Round Two: Bread Stuffing, Tweaked

24 Nov

Okay, that didn’t go so well. It’s okay. That’s why I made a stuffing ahead of time. Determined to make a phenomenal Thanksgiving stuffing, I dusted myself off and got back on the horse on Saturday, making a second stuffing. This one was for the purpose of getting the texture right–moist, but not mushy (the first one was like a plate of breadcrumbs, with turkey sausage).

Stuffing1.jpg

Above is the stuffing before it went into the oven. I sauteed onions in equal parts oil and butter until soft, then added some herbs, the bread cubes (from Bread Alone, a hearty mix of whites and whole wheats) and a fair amount of stock and water until I had what I thought was the right consistency.
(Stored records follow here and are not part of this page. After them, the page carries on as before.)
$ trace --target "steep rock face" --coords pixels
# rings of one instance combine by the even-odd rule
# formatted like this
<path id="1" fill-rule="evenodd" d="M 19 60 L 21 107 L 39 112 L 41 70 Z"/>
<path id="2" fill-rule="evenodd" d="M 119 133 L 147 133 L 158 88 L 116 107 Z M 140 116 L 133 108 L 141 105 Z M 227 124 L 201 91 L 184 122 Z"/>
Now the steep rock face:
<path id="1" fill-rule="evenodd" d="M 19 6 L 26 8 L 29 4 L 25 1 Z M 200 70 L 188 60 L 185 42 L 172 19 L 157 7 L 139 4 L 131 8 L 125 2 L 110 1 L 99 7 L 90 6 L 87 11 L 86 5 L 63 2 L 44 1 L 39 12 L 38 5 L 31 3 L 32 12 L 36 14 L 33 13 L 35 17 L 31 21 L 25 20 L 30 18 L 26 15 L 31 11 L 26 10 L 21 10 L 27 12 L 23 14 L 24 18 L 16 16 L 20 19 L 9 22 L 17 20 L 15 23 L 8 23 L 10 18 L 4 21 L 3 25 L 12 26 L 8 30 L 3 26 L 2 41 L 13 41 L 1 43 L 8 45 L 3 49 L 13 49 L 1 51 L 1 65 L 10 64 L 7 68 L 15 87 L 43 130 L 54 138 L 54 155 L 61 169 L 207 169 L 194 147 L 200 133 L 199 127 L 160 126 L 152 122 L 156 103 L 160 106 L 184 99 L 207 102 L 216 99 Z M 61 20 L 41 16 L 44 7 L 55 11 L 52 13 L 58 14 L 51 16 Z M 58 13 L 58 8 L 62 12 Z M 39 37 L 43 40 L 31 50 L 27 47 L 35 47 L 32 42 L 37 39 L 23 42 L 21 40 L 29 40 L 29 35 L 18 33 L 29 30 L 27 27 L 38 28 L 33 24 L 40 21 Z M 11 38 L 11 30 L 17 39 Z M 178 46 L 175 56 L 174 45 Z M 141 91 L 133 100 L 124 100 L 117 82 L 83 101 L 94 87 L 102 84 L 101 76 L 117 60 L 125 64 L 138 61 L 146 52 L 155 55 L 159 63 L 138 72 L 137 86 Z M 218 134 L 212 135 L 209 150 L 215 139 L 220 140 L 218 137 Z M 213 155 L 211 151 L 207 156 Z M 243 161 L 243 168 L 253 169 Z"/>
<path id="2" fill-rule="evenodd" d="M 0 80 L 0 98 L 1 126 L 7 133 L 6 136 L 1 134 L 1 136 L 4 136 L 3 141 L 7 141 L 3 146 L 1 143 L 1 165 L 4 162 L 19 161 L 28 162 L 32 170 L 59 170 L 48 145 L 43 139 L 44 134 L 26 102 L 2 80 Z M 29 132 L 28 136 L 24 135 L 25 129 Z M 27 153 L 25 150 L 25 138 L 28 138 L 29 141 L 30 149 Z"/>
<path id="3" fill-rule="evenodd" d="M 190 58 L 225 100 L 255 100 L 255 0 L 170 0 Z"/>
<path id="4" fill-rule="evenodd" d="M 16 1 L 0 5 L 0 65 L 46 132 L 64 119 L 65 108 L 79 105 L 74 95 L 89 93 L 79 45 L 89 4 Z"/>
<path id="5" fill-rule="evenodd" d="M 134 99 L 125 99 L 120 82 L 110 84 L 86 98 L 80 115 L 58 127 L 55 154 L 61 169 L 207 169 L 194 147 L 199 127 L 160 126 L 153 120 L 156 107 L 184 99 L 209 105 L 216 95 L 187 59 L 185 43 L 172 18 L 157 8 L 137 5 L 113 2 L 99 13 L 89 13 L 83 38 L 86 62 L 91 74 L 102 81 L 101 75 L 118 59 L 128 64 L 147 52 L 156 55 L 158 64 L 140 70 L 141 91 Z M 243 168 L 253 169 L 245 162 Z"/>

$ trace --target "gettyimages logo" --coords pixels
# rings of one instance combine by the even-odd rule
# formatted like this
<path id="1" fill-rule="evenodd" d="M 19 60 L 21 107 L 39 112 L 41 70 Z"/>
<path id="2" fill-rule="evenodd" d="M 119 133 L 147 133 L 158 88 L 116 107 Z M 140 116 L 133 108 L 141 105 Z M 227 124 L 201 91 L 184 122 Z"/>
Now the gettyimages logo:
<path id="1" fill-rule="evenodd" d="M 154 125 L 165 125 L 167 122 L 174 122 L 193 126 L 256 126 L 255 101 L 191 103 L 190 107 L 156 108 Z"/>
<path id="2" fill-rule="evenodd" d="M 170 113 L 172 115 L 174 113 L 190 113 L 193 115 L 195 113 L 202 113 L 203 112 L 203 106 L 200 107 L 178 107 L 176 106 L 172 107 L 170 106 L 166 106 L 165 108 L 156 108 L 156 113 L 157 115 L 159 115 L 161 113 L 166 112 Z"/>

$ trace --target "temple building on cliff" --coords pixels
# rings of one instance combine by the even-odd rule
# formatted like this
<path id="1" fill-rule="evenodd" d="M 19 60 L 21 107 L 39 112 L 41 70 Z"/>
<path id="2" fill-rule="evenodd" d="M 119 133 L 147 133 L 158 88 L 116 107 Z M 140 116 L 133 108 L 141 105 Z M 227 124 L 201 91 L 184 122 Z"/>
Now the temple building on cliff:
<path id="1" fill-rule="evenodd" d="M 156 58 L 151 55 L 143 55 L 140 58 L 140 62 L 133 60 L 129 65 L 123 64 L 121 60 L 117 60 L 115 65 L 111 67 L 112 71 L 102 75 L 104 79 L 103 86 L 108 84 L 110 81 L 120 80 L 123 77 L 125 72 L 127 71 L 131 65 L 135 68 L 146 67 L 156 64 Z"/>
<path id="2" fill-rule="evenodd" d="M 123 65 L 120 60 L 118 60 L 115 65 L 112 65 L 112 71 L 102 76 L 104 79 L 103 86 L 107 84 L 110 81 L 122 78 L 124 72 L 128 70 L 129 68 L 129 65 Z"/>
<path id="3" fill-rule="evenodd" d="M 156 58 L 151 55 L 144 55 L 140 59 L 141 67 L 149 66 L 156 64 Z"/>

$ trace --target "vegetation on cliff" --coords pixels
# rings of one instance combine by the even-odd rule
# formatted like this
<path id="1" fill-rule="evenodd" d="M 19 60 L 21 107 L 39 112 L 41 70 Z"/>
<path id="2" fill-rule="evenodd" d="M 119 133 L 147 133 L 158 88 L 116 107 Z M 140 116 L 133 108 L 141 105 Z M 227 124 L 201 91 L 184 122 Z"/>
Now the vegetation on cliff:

So this stuffing was markedly better. It was moist, though still not nearly as wet as I like it, and cooking it in my amazing new Staub dutch oven gave it an incredible crust on the bottom. But I still wasn’t sure about this stuffing. Even with more moisture, it didn’t taste like what I was used to, and to me, that’s the most important thing with Thanksgiving stuffing. Below, the stuffing after it came out of the oven (the cast iron gave it an incredible crust).

Stuffing2.jpg

What exactly am I used to? Pepperidge Farm’s bag of stuffing, that’s what. Resting somewhere on the legitimacy scale between Stove Top and from-scratch stuffing, it’s real bread and a seasoning pack. And after reading this post on Serious Eats rounding up store bought stuffings, I feel reassured that I should stick with what I already know I like. I’m confident that the stuffing will still to be totally next level, because I’m taking the advice of the Serious Eats team and doctoring it up with the things I planned to put in my homemade stuffing (chief among them Dipaola Turkey Sausage from the Greenmarket, aka the best turkey sausage EVER). I’ll let you know how it goes after the big day.